Unicode String Models

Eli Zaretskii via Unicode unicode at unicode.org
Sun Sep 9 14:20:16 CDT 2018


> From: Philippe Verdy <verdy_p at wanadoo.fr>
> Date: Sun, 9 Sep 2018 19:35:47 +0200
> Cc: Richard Wordingham <richard.wordingham at ntlworld.com>, 
> 	unicode Unicode Discussion <unicode at unicode.org>
> 
>  In Emacs, buffer text is a character string with a gap, actually.
> 
> A text buffer with gaps is a complex structure, not just a plain string.

The difference is very small, and a couple of macros allow you to
almost forget about the gap.

> I doubt it constantly uses a single gap at end (insertions and deletions in the middle would
> constant move large blocks and use excessive CPU and memory bandwidth, with very slow response: users
> do not want to see what they type appearing on the screen at one keystroke every few seconds because each
> typed key causes massive block moves and excessive memory paging from/to disk while this move is being
> performed).

In Emacs, the gap is always where the text is inserted or deleted, be
it in the middle of text or at its end.

> All editors I have seen treat the text as ordered collections of small buffers (these small buffers may still have
> small gaps), which are occasionnally merged or splitted when needed (merging does not cause any
> reallocation but may free one of the buffers), some of them being paged out to tempoary files when memory is
> stressed.

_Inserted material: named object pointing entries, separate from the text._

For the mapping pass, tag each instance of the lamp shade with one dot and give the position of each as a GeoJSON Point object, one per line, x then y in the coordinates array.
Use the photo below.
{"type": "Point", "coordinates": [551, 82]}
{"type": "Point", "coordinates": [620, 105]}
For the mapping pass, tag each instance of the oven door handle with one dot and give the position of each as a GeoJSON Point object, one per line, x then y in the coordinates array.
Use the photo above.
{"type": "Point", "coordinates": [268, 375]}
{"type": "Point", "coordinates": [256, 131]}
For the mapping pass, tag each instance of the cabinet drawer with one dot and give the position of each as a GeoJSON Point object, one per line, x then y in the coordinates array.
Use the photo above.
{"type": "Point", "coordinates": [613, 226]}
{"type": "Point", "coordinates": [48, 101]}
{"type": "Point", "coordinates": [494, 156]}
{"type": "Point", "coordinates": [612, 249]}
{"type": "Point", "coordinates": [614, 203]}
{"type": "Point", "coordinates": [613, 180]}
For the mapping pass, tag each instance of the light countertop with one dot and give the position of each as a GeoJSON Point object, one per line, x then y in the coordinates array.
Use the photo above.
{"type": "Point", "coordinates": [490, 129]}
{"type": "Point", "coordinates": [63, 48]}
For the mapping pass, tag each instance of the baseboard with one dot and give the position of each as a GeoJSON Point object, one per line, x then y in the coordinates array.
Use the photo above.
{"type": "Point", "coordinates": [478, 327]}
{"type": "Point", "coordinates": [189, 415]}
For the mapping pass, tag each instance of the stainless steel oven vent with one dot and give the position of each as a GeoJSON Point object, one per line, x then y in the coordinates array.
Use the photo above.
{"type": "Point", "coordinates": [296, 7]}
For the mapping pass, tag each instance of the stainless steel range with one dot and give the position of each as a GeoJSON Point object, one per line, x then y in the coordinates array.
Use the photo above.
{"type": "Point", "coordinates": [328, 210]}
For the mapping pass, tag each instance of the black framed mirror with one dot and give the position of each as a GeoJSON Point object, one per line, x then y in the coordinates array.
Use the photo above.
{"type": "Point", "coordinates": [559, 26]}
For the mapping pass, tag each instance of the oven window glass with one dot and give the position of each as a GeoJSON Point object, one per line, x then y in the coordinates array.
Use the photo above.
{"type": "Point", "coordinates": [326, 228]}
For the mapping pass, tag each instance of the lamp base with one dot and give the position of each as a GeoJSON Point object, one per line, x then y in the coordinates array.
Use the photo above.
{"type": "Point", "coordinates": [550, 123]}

There are some heuristics in the editor's code to when mainatenance of the collection is really
> needed and useful for the performance.

My point was to say that Emacs is not one of these editors you
describe.

> But beside this the performance cost of UTF indexing of the codepoints is invisible: each buffer will only need
> to avoid breaking text between codepoint boundaries, if the current encoding of the edited text is an UTF. An
> editor may also avoid breaking buffers in the middle of clusters if they render clusters (including ligatures if
> they are supported): clusters are still small in size in every encoding and reasonnable buffer sizes can hold at
> least hundreds of clusters (even the largest ones which occur rarely). How editors will manage clusters to
> make them editable is dependant of the implementation, buyt even the UTF or codepoints boundaries are not
> enough to handle that. In all cases the logical text buffer is structured with a complex backing store, where
> parts may be paged out (and will also include more than just the current text, notably it will include parts of the
> indexes, possibly in another temporary working file).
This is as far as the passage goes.